How blessed we are in all creation.
I left town along an extension of the path to MOJO’S down Douglas Drive which hugged Laurel Creek. The path to MOJO’S had crossed this creek before it turned eastward. In less than a mile, the trail left civilization and headed up Iron Mountain northbound. It was near noon. As El-Tejano passed me, we both said we were heading to Saunders Shelter 8.5 miles in.
It was an uuuuup > dooowwwwn > uuuuup > blip > blip > doown day with the blip > blip > doown coming after the shelter. It was an overcast and cloudy-rainy day showing off brilliant foliage colors in an otherwise grey-out world.
A trail maintainer had opted to protect a tree not far from a stream from an eager beaver.
When I got to the (0.2W) turnoff for the shelter, I opted to put the (0.4W/E) round-trip mileage in northbound instead and headed for a “Pond, campsite” AWOL noted 3.2 miles farther on. The description was inviting and promised the critical water source. I was a little concerned that El-Tejano would wonder where I was since he had gone ahead of me and was most likely at the shelter.
Our introduction to Virginia hiking in 2016 was rain. May was not far ahead and it would prove to be the wettest May in Virginia history. Theo took the rain in stride and so did one of the five trail maintenance organizations in Virginia which posted alternate routes for a bridge on the trail being washed out.

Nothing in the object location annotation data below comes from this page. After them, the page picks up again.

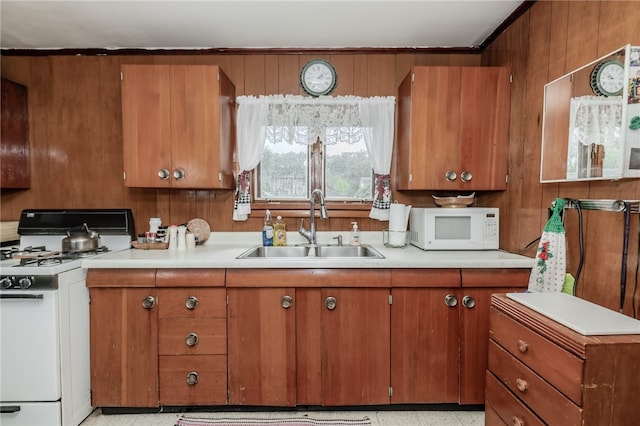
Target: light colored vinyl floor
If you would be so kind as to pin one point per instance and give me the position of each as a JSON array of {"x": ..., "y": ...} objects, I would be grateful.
[{"x": 378, "y": 418}]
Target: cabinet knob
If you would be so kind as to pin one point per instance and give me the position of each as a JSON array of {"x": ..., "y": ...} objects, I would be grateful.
[
  {"x": 191, "y": 303},
  {"x": 517, "y": 421},
  {"x": 330, "y": 302},
  {"x": 178, "y": 174},
  {"x": 192, "y": 377},
  {"x": 286, "y": 302},
  {"x": 522, "y": 385},
  {"x": 523, "y": 346},
  {"x": 450, "y": 300},
  {"x": 468, "y": 302},
  {"x": 191, "y": 340},
  {"x": 163, "y": 174},
  {"x": 148, "y": 302}
]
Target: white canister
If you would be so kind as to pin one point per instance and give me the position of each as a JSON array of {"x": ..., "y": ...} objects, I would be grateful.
[
  {"x": 182, "y": 237},
  {"x": 154, "y": 224},
  {"x": 173, "y": 237}
]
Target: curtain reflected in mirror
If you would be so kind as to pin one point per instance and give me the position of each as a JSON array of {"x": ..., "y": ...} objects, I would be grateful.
[{"x": 595, "y": 137}]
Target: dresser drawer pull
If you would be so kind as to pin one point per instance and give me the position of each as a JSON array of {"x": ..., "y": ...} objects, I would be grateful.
[
  {"x": 191, "y": 303},
  {"x": 522, "y": 385},
  {"x": 517, "y": 421},
  {"x": 192, "y": 378},
  {"x": 192, "y": 339},
  {"x": 523, "y": 346}
]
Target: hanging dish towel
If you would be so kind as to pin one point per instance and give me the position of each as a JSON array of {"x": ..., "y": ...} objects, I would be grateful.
[{"x": 548, "y": 273}]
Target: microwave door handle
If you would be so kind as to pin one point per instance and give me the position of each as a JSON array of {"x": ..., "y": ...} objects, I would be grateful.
[{"x": 22, "y": 296}]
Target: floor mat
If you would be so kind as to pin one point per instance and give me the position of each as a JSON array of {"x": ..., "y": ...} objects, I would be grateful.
[{"x": 288, "y": 421}]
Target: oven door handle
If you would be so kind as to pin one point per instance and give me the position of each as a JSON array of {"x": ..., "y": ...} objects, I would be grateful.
[{"x": 22, "y": 296}]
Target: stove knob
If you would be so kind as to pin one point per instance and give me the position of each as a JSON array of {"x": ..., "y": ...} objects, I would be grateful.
[
  {"x": 6, "y": 282},
  {"x": 25, "y": 282}
]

In due course, through the trees I saw a tent and smoke rising nearby. I was at the campsite. Two ladies were outside sitting by their fire. I took a picture of their campsite from near mine. Down a knoll was the pond which emptied through a gully across which were a guy and gal with a tarp-and-rope set up and another fire. To the left along the elevated shore of the pond was another tent belonging to a 20s-something male hiker. I set up my tent between him and the gully. The fellow at the tarp came over and said, “Hello” and that they were just out for a short hike. I never had conversation with the fellow next to me. He pretty much stayed in his tent.
Before supper, I went for water far up into the woods beyond a somewhat level bog with a shallow surface of water that fed the pond in a rapid flow through a wide pipe going under the trail. I was in search of the out-of-the-ground source uphill from the pond. I found satisfactory water I didn’t need to filter.
My gravity-feed water filter had been through many freezes which would have rendered it useless had I used it. Ice crystals inside would have destroyed the filter. Once used, you had to keep it near your body in cold weather, night or day. Freezing was now past but happily springs were not.
Rehydrated for the night at least, I set about making supper between my tent and the tented fellow next to me. My rain gear and down jacket were scattered about airing out during a respite from precipitation. The ground was pretty wet so I sat on a plastic bag to cook. I hadn’t yet enlisted my new, yellow bear bag for this purpose. A video tells me I had Mountain House Pasta Primavera for supper, one of my purchases at Mount Rogers Outfitters.
Clean-up and evening chores saw me to my tent. Theo and I snuggled in nice and cozy and then we heard the spring peepers from the pond trying to outdo each other. The strength of their chorus was indicative of the turn of weather to come. The more fresh water, the more they want to mate, the more they call. Rain aggravates their mating instincts. I was very glad for my earplugs. “Don’t leave home without ‘em.”
The rain predicted came in the middle of the night. Again, glad for earplugs but also glad the thunder got through. Theo and I were dry as a bone in our tidy two-walled home. I must not be alone in my appreciation of the magnificent, efficient and effective simplicity of the way in which comfort was achieved in otherwise inhospitable weather. In its own way it was every bit as cozy as a cold winter night at home with a blazing fire for which I am well known.
With the heavy rain and thunder the peeps stopped and sleep came sweetly under the heavy pitter patter punctuated by brilliant flashes and the deep, rumbling sounds of nature performing miracles in the mountains. An unforgettable night!